The ridiculous program didn’t even define what makes someone black, Asian, Hispanic, or so on. Instead, it argued that students’ self-labelling was a sufficient guide. This produces a mess given that many students are interracial and in the future their numbers will increase (for example, 28% of Asian-Americans marry someone of another race). Only an academic would think that an 18-year-old who is one-eighth black adds more to diversity than an 18-year-old from rural Thailand.  

The proponents of discriminating against whites and Asians are forced into using dishonest, inconsistent, and weak arguments because neither they nor anyone else really believes in them. The reduction of stereotypes, interracial understand, and other such fluffy goals are poorly defined, not very valuable, and certainly not worth trading off real talent for.

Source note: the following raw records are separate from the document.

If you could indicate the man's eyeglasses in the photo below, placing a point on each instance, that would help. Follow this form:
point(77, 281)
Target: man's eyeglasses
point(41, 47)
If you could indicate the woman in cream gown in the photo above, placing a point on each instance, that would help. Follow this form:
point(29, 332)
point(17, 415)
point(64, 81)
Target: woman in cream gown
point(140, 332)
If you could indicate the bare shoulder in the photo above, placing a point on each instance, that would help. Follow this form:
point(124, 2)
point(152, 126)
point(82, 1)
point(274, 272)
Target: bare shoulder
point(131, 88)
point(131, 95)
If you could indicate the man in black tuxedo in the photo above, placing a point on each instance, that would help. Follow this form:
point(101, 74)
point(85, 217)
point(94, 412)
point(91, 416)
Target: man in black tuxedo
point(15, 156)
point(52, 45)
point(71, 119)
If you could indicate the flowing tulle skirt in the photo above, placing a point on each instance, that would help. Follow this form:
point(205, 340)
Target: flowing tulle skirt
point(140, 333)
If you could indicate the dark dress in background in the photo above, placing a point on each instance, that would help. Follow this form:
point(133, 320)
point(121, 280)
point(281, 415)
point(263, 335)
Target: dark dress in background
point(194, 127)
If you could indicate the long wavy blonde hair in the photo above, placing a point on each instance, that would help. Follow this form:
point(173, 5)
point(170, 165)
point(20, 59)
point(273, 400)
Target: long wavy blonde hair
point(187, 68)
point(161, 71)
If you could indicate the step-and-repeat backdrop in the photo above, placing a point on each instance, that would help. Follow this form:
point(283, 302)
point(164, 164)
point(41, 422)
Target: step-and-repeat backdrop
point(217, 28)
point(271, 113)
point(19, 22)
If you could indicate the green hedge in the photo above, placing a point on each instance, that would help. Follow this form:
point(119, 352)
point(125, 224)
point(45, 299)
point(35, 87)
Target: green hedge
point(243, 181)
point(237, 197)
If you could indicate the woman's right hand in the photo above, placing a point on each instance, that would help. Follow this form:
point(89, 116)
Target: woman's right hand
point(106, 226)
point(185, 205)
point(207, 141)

No coach or fan of the New England Patriots wants both their cornerbacks chosen by considering which players had disadvantaged childhoods, are Hispanic, or were raised by single mothers. No one whose daughter faces surgery after a terrible car accident wants a less talented surgeon operating on her because the medical schools or the hospital to which she is taken had some fluffy diversity-related goals that officials could neither define nor measure. There is every reason to believe that, on average, the doctor will do less well over her lifetime.


The liberal justices and the weak-minded Kennedy should have told UT to either stop discriminating against whites and Asians or make a respectable argument.